We met L&T’s senior management, which remains confident on order inflows and E&C margin guidance, and expects revenue growth to pick up in 2H14. L&T is now trading at GFC valuation, at 10x FY14E earnings. Our stress case analysis suggests that L&T’s current valuation builds in close to zero earnings growth in perpetuity.
Our stress case builds in no order inflow growth from FY15, margins to decline by 150bps and working capital to expand further by 25%, apart from missing on all guidance parameters in FY14. The current price values the core business at 10x FY14E stress case earnings — the same multiple from where the stock rebounded during the financial crisis and Dec 2011 lows.

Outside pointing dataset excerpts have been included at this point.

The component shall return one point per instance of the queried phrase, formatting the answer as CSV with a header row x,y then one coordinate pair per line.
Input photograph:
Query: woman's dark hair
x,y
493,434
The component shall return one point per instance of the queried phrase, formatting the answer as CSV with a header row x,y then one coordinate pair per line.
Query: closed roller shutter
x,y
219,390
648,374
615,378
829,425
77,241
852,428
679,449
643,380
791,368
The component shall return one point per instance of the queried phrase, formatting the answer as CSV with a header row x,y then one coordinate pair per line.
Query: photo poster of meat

L&T is on track to achieve 20% growth in FY14 order inflow, as 1H orders are likely to be at R50,000 crore, ~50% of the target – and 2H is usually a much bigger period for orders. Management expects domestic building & factories orders to continue and is well-placed in some power & ME transportation orders.
As per L&T, revenue growth of 5% in Q1 was more or less in line with internal budgets and the company has factored in an improvement in 2H to achieve 15% revenue growth target.
The company has rebounded from ~10x one-year-forward PER twice in the last 10 years — the GFC and Dec 2011 — close to the valuation lows it had hit in 2003, when it traded at 8x PER. However, L&T’s balance sheet is in a much stronger position than 2003, justifying some premium. We maintain outperform with price target of Rs 1,198 as its quality is unmatched in the space.